Wednesday, January 04, 2023

Server Consolidation and Virtualization with IBM CDAT - 4 January 2023

In times gone by, I worked for IBM and managed a development group writing system software for Windows running on IBM x-series systems.  This was about 2001-2005, give or take.  We started to do a lot of systems work with VMware and Microsoft on virtualization.  VMware was independent (a start-up) and Microsoft bought "the other" virtualization start-up for x86.  The Microsoft product is now Azure, basically.  

IBM had a lot of customers totally immersed in virtualization, but on mainframes.  Because IBM more or less created virtualization (as a product), their monitor software was called "VM".  You can do that with names when you are first into the market.  But virtualization was a strange, new beast in the x86 world.  (Remember that x86 was still almost pure 32-bit, and AMD64 had only recently been announced; Intel had Itanium as their 64-bit architecture.  But that is a conversation for another day.)  

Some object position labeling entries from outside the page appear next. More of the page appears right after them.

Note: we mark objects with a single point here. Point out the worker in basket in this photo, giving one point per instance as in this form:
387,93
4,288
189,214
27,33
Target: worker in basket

In working with customers to understand requirements for virtualization on x86, it became clear that customers did not really understand it.  The customers were used to a business model in which every Windows server application got its own (physical) machine.  It was said that "Windows apps do not play well together."  Server-class PCs were consider cheap, about $10K (USD) or so, cheap compared to mainframes based on purchase price, so a new app or new capacity on an existing app meant that the business would buy a new server.  Thus, there were file servers, mail servers, web servers, and business app servers, and each of these was a physical server in a rack.  As capacity demands rose, buying a new physical server became more expensive, so some organizations started looking at virtualization as a solution.

The first problem they faced was estimating capacity.  Since every PC server ran its own app, there was always plenty of performance headroom - well, until there was not.  Capacity was usually easily solved by buying a new, bigger server.  With the march of Moore's Law, this was usually a no-brainer.  As the old server ran out of capacity and warranty, then buying a new server got one all sorts of benefits - faster CPU clock, more memory, faster disks, bigger disks, and a new warranty.  This worked pretty well on a server-by-server basis, but it became clear that replacing all the servers every 2-3 years was expensive across the server-room.  Virtualization came as the answer - buy fewer new servers.  Pretty good, but how many to buy?  Nobody bothered to collect performance data on PC servers.  Until a server started running out of capacity, no one cared becasue each app was on its own server.  No competition between apps means no problems.

Back to my software development group.  There was a delay in the hardware schedule that caused a couple of software engineers to have nothing to do for a couple of months.  I kicked around some ideas for short projects with two colleagues, Jim and Ted (I cannot recall Ted's real name, so let us just run with Ted).  I do not recall which of us actually invented the idea, but our conversation converged on a Windows-based tool that would reach out to Windows servers and collect performance and capacity snapshots, collect the data into a database, then analyze the database to recommend virtualizationo consolitation plans.  This became the Analysis part of the tool.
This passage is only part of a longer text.